Opinion
Adam Liaw on the joyless grind of modern day meal prep
Sure, prepping the same meal to reheat and eat night after night may make life simpler, but it’s also sucking the joy out of, well, everything.
“Every day is just OK,” sighed my Uber driver with a shrug of resignation when I asked her how her day was going. “It’s the algorithm,” she offered. “Every day is the same.”
She explained that if she has already had a lot of jobs, the Uber algorithm responsible for assigning rides sends new jobs to someone else. If she doesn’t have enough, the algorithm might send her a few more. No highs, no lows. Just endless OK-ness, in service of a computer program.
In food, a symptom of this modern malaise is the rise of “meal prep”.

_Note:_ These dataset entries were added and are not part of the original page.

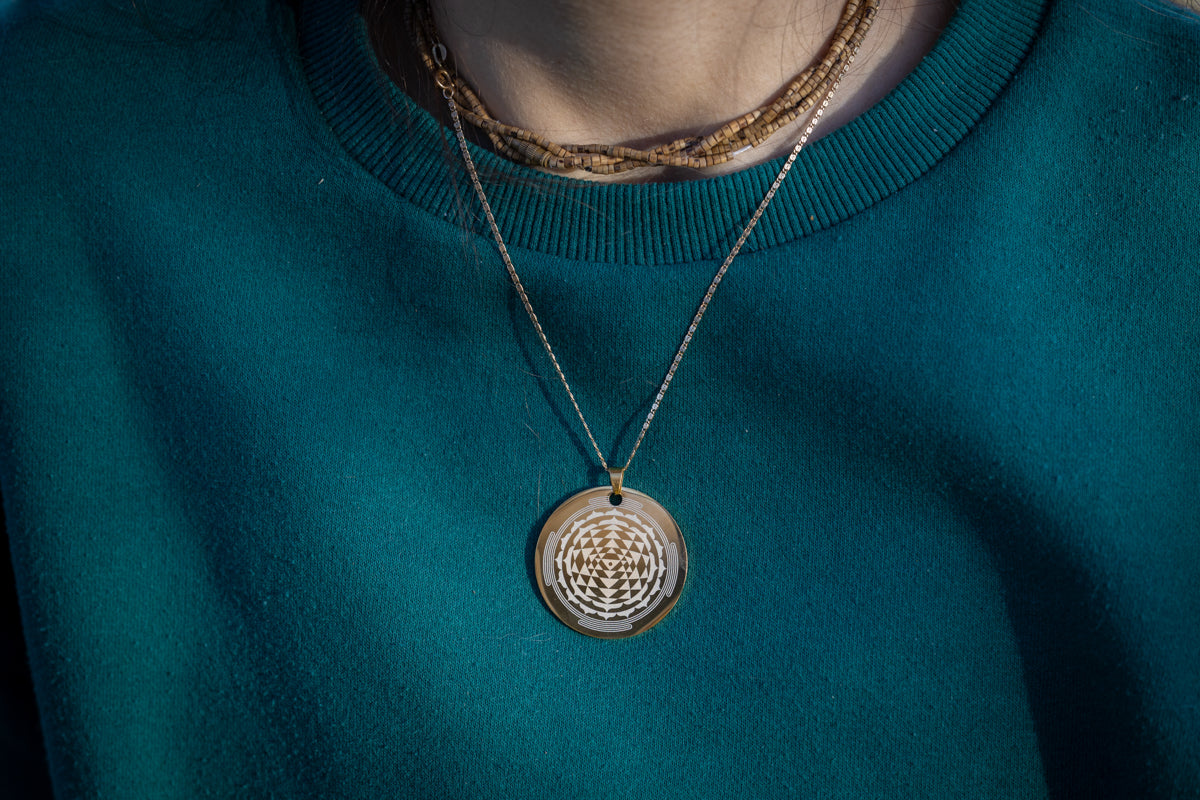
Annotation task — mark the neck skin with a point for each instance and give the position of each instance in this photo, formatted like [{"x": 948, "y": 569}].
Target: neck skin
[{"x": 641, "y": 72}]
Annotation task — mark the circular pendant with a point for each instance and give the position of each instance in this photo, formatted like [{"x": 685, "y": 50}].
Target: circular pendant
[{"x": 610, "y": 570}]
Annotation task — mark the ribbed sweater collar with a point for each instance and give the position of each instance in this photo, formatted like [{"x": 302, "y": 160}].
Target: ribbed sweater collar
[{"x": 845, "y": 172}]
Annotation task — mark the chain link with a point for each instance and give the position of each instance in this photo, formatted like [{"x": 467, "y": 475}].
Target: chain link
[{"x": 703, "y": 304}]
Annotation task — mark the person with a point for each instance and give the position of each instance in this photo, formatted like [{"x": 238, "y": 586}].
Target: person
[{"x": 283, "y": 449}]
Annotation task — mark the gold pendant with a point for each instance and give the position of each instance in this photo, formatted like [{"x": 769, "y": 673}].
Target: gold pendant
[{"x": 610, "y": 570}]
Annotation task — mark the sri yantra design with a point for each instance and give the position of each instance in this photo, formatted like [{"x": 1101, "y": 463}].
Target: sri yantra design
[{"x": 611, "y": 565}]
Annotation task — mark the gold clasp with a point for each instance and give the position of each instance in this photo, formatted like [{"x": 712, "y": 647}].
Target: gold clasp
[{"x": 616, "y": 476}]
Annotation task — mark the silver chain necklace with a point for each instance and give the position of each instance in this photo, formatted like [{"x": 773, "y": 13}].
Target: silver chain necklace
[{"x": 611, "y": 561}]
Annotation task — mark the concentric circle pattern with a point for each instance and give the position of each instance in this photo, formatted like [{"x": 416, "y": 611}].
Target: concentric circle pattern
[{"x": 610, "y": 570}]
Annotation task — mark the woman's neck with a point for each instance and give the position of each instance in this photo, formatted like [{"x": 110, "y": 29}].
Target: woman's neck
[{"x": 641, "y": 72}]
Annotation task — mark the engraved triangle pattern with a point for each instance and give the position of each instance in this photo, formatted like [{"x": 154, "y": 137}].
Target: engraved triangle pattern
[{"x": 610, "y": 566}]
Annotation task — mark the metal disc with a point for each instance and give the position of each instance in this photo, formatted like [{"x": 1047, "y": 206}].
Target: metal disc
[{"x": 610, "y": 570}]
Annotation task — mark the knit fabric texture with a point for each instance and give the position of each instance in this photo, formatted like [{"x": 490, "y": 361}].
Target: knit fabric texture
[{"x": 276, "y": 438}]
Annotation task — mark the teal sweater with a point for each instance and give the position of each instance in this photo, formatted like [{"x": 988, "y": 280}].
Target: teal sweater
[{"x": 276, "y": 439}]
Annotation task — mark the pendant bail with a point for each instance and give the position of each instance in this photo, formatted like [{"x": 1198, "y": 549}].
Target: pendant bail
[{"x": 616, "y": 476}]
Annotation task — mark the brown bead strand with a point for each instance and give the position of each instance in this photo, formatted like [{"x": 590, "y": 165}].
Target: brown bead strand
[{"x": 697, "y": 152}]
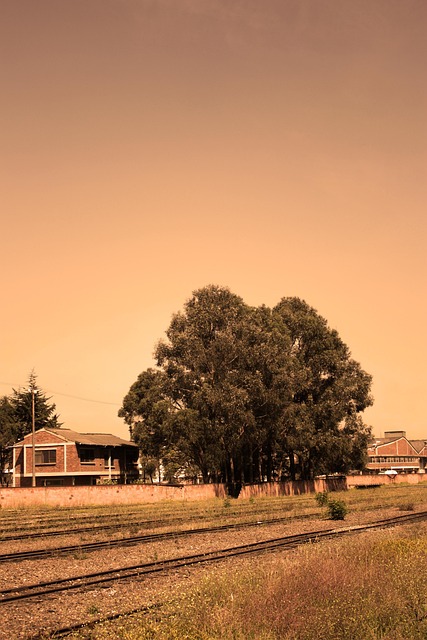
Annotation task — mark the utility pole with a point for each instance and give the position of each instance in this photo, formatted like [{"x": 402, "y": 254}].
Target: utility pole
[{"x": 33, "y": 439}]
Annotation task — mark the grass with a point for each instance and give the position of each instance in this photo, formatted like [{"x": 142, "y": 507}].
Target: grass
[
  {"x": 366, "y": 587},
  {"x": 369, "y": 587}
]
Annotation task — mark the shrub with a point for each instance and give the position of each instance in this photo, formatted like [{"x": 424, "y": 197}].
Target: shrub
[
  {"x": 337, "y": 509},
  {"x": 322, "y": 498}
]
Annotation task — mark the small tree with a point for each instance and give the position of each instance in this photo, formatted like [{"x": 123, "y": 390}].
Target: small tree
[
  {"x": 21, "y": 402},
  {"x": 16, "y": 418}
]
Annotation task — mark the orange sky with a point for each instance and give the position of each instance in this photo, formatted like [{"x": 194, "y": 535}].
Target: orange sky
[{"x": 151, "y": 147}]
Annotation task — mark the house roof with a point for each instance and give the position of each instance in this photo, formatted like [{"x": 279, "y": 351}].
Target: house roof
[{"x": 100, "y": 439}]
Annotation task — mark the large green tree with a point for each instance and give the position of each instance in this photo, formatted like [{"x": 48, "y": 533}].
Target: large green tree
[{"x": 245, "y": 394}]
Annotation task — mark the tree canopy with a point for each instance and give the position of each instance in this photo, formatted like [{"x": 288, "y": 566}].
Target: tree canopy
[
  {"x": 16, "y": 417},
  {"x": 243, "y": 394}
]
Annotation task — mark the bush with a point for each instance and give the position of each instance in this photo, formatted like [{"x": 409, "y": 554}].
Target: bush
[
  {"x": 337, "y": 509},
  {"x": 322, "y": 498}
]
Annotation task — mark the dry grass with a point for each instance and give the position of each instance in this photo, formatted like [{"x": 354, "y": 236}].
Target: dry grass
[{"x": 361, "y": 588}]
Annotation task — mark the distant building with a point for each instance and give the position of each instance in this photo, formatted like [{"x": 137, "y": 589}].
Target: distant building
[
  {"x": 67, "y": 458},
  {"x": 395, "y": 452}
]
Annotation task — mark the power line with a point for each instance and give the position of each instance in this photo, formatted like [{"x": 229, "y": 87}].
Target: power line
[{"x": 66, "y": 395}]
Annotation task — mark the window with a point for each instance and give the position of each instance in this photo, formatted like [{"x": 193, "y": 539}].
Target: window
[
  {"x": 107, "y": 462},
  {"x": 45, "y": 456},
  {"x": 87, "y": 455}
]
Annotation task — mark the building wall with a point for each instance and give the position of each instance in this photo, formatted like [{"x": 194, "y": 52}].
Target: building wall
[{"x": 68, "y": 468}]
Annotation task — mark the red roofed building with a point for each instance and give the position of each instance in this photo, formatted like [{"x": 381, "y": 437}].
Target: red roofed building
[
  {"x": 395, "y": 452},
  {"x": 67, "y": 458}
]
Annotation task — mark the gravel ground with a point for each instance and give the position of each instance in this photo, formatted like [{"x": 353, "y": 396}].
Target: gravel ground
[{"x": 27, "y": 619}]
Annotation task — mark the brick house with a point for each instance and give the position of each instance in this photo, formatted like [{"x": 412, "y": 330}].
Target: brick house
[
  {"x": 395, "y": 452},
  {"x": 67, "y": 458}
]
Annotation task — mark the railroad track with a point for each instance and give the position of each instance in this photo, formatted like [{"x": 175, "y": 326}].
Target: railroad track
[
  {"x": 25, "y": 534},
  {"x": 146, "y": 569},
  {"x": 133, "y": 540}
]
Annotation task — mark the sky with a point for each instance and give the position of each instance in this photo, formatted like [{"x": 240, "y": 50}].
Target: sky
[{"x": 152, "y": 147}]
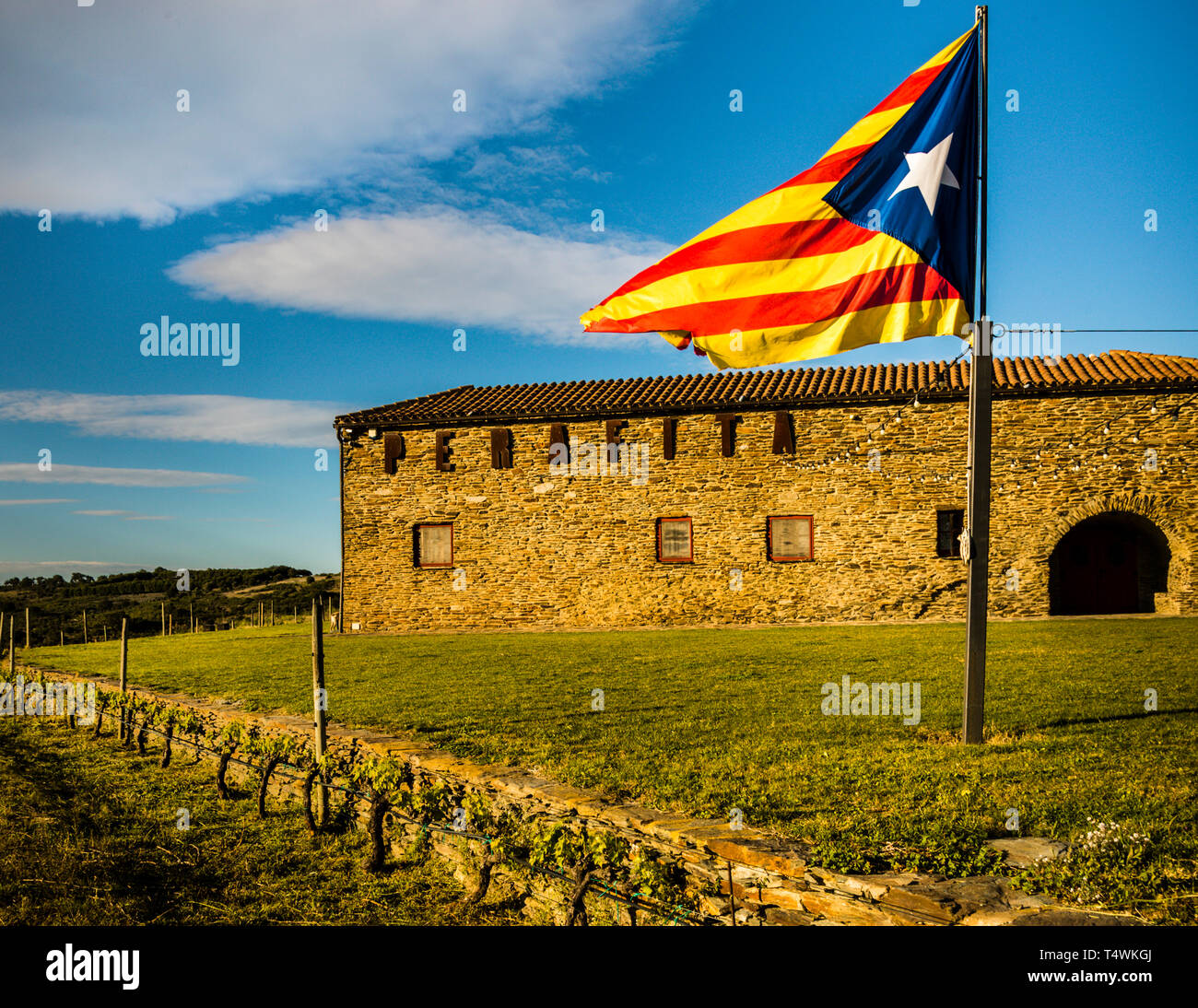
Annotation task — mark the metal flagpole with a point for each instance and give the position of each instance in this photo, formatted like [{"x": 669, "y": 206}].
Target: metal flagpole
[{"x": 975, "y": 541}]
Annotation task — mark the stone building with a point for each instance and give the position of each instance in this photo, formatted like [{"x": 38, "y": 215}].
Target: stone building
[{"x": 770, "y": 497}]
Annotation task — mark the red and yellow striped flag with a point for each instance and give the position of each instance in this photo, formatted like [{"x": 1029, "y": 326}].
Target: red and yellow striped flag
[{"x": 789, "y": 276}]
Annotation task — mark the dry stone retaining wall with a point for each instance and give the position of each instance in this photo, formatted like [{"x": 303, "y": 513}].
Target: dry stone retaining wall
[{"x": 771, "y": 881}]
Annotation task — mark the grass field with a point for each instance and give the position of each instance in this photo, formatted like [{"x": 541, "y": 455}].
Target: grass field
[
  {"x": 88, "y": 837},
  {"x": 703, "y": 721}
]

It’s not entirely new. At university, I had a friend who made a big batch of spaghetti bolognese every couple of weeks, eating spaghetti bolognese every single night for years. Back then, that wasn’t considered aspirational.
These days, meal prep is organised in individual portions of social media-friendly uniformity. The meals themselves are often so nutritionally benign and emotionless they may as well have been cooked by ChatGPT. Overnight oats with miscellaneous fruits. Dry chicken breast with roast sweet potato and green beans. Brown rice, quinoa and flaccid noodle salads lined up in identical jars.
Inoffensive in design, generic in execution. But as content, it’s intended to signify that the maker has their life in order.
It’s existentially bleak, but I kinda get it.
Today’s world is expensive, fast and complicated – 200 different restaurants will deliver directly to your door, work emails from around the world ping long into the night, and 20 media streaming services can send you more hours of content than you could ever consume in your lifetime. Nevertheless, you can’t ever decide what to watch, so you stare at your phone instead.
Modern life asks humans to operate at the pace of machines, so it’s no wonder people want to simplify their lives wherever they can.
A week’s worth of identical meals in the fridge might feel like a win against the system, but might it be just accepting that the system has sucked the spontaneity and humanity from life?
Meal prep can seem like a neat solution. A whole week where you no longer have to think about what to eat, how much to eat, how much it costs, or whether it’s going to be good for you. Just take a single food unit out of the fridge and stick it in the microwave.
Food was once celebrated. Google the origins of most of our holidays. They can be traced back to occasions of seasonal change, harvest or hunting, where food was synonymous with prosperity. Before Christianity, Easter celebrated the start of the abundance of spring.
Abundance has been aspirational for a long time, but its aesthetic in culture is constantly changing.
For hunter-gatherers, abundance looked like rock art of a successful hunt. In agricultural times, it was bushels of wheat or images of laden fruit trees. Today, when most of us have never hunted our own meat or harvested a vegetable, the aesthetic of abundance can be an Instagram tour of a home pantry that looks like a supermarket, or a fridge full of individual portions of meal prep.
The Greek philosopher Epicurus is often wrongly invoked to describe the “epicurean” hedonistic pleasures of food. In fact, Epicurus’ definition of happiness wasn’t indulgence. It was the tranquillity that results from the removal of fear and pain. If a week’s worth of meals in the fridge saves money, encourages you to cook, and removes the anxiety of deciding what and how to eat, where’s the foul?
Well, there isn’t one. But where I bristle against meal prep is that if I felt like my whole life was becoming automatic and mechanical (which I do), the last thing I’d want to do is to start eating like a machine.
When I was living alone, I “meal prepped” every week, but instead of “meals” I just “prepped”.
On Sundays, I’d make a batch of stock for soups, slice a week’s worth of vegetables and marinate meats. Each night after work I’d assemble a simple bowl of soup, a stir-fry, or a plate of pasta, and every night was something different.
Sure, some days I ate raw veg straight from the fridge before falling into bed, but at least it felt like free will.
A week’s worth of identical meals in the fridge might feel like a win against the system, but might it be just accepting that the system has sucked the spontaneity and humanity from life? And in return for what? Extra hours at the office and doomscrolling?
If meal prep solves your problems and brings you Epicurean tranquillity, please don’t let me stop you. It’s tough out there these days, and we’ve got to get by any way we can.
But you might get to Easter wondering where the first three months of the year went. Time certainly flies when every day tastes the same.